DAYDREAMING

photo: loyal nana

photo: loyal nana

It always catches me in the middle of a daydream. Driving along the coast of a warm place, walking towards nothing while the souls of my feet receive a million-peck kisses from dewy grass, or even swinging on a metal swing in the dead of a humid night. As soon as my reality loses the consciousness battle with my mind, it hits me like a gunshot. An absolute and intense longing in my senses, my heart, and my mind. It is almost tangible, as soon as I feel myself on the cusp of understanding, it slips through my hands infinite bit by infinite bit, like trillions of grains of sand.

The longing isn't the only thing that pulls me away from my dreamy fantasies. Sometimes its a hand waving at me, just a couple of inches from my face, or an earnest “Hello?” does it. The “thousand-mile stare” isn’t exclusive to the dead, and the living who surround me have found that, as more time passes, that stare has become my neutral expression. Days blend into weeks which melt into months, and the seemingly never-changing pattern of my life continues to print itself onto an endless cloth. The vividity of my daydreams and the rudeness of their interruptions, my complacency, and discomfort, my motionless life, over and over.

Once, it caught me during a real dream. I stood in layers of snow, barefoot, during a blizzard. Clusters of snowflakes swirled violently all around me, and I felt not an ounce of cold. It seized my body, and as if gravity decided I didn’t mean much to it, I began to float up and away from the earth, through the snow and the wind which carried it and into the blue of the sky, which always waits behind the dark, billowing clouds of a storm. I no longer felt as if I was floating upward, I was simply moving, not necessarily to, not necessarily away from.

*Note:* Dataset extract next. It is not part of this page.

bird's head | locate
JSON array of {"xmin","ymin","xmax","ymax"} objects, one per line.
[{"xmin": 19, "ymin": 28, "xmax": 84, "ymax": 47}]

I felt the endlessness of space, the intense heat of every star and the pull of every planet, but nothing could break or melt the longing which pulled me so far from everything I thought I knew. I felt myself collapse the way the stars do, I felt like infinitely small shards of glass shattering into themselves and like the individual threads of a cloth undoing and ripping themselves apart. I felt light, I saw temperature, and my sense of “I” collapsed along with my nerve endings, bones, and hair follicles. I was nowhere and everywhere, every last thing and not a damned thing at all. I felt every duality and every triality within every quadrality, I touched every sound.

But I woke up, in one piece and somehow exhausted. I pondered my daydreams, now unable to fathom the simplicity of each one, and felt the strongest urge to go. To drive with all the windows down, to walk on grass during the early morning, to visit a park at night during the summer. The little things I craved so real and so tangible and so possible. I felt myself grounded on this side of eternity, and I was fine with it because there will always be more to come. Lying there, I longed for nothing but the moment. Nothing but that then, nothing but this right here, right now.